When I first attended Wednesday evening meetings at a Christian Science church, it seemed to my impatient state of thought that every one who spoke began by saying, "For twenty years..." until I found myself looking forward with longing to the time when I had bridged the usual score. Soon, however, I was to find that a grain of truth indeed works wonders.
It was when I had been reading Christian Science literature regularly five months that I had my first pronounced proof of the ever availability of Principle. One of my friends and I had been to the theater, and I left her at her door to go several blocks farther to my own home. I had gone but a short distance when two men attacked me. Obviously, I was not thinking truth at the time, but it asserted itself immediately, and the thought came that God was there and I had nothing to fear—and I knew no fear. I offered them my purse, but they made no move to take it. Then other people appeared in the block and my assailants fled, having shown only confusion and helplessness in carrying out their plan. An experienced practitioner to whom I related the incident, inquired as to the time when I put on my armor; and then I realized that I should do my reading and mental work the first thing in the morning instead of the last thing at night, as I had been doing.

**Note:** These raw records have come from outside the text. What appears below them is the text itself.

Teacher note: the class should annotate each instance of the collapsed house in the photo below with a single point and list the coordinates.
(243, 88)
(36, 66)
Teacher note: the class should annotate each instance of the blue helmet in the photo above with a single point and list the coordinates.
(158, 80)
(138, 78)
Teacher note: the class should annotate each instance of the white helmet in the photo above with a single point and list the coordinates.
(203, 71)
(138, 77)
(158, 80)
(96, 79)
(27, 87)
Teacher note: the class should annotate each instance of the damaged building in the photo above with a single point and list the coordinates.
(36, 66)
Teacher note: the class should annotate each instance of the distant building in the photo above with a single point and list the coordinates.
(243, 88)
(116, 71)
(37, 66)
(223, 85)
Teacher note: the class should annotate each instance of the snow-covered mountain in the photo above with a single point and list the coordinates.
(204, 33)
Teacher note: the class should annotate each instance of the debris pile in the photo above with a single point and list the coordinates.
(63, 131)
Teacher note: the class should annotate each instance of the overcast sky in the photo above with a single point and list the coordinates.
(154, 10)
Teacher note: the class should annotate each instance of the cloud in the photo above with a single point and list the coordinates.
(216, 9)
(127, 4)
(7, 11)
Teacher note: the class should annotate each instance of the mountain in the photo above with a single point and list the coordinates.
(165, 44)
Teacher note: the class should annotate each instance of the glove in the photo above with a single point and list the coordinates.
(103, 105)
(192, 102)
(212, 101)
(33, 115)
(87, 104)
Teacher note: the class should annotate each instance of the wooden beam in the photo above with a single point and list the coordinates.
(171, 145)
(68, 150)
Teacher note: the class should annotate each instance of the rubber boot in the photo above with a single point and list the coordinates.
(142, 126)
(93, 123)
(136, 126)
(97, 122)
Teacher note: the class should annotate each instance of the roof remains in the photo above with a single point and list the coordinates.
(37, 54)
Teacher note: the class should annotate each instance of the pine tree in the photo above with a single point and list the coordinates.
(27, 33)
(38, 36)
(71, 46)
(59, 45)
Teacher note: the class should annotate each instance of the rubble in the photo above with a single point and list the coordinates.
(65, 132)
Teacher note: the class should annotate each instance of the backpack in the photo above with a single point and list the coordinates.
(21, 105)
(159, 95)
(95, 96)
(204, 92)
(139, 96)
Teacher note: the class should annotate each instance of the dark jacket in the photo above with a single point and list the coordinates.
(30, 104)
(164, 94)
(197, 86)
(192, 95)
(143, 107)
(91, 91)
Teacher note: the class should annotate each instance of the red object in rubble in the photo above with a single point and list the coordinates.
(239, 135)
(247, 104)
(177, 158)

From the very first, Christian Science has been a great help to me in my work, and that it is practical in its application to the so-called physical realm I can also testify. Last year I taught in the South. The planters had difficulty in getting their cotton picked, and appealed to the students to assist them Saturdays. As the response was apathetic, one of the other teachers and I volunteered to go to the fields if twenty students would also go. The practitioner in whose home I was rooming called after me as I started out, "Remember, God's child knows nothing of sore muscles and bleeding fingers." All day long I picked as diligently as I could. The following morning I arose as usual and had been moving about probably an hour when a neighbor came to inquire how I felt. Then I realized and appreciated that my body was uttering no complaint. My experience was in striking contrast to the experiences of my companions, some of whom were too stiff to get up and others were unable to leave the house.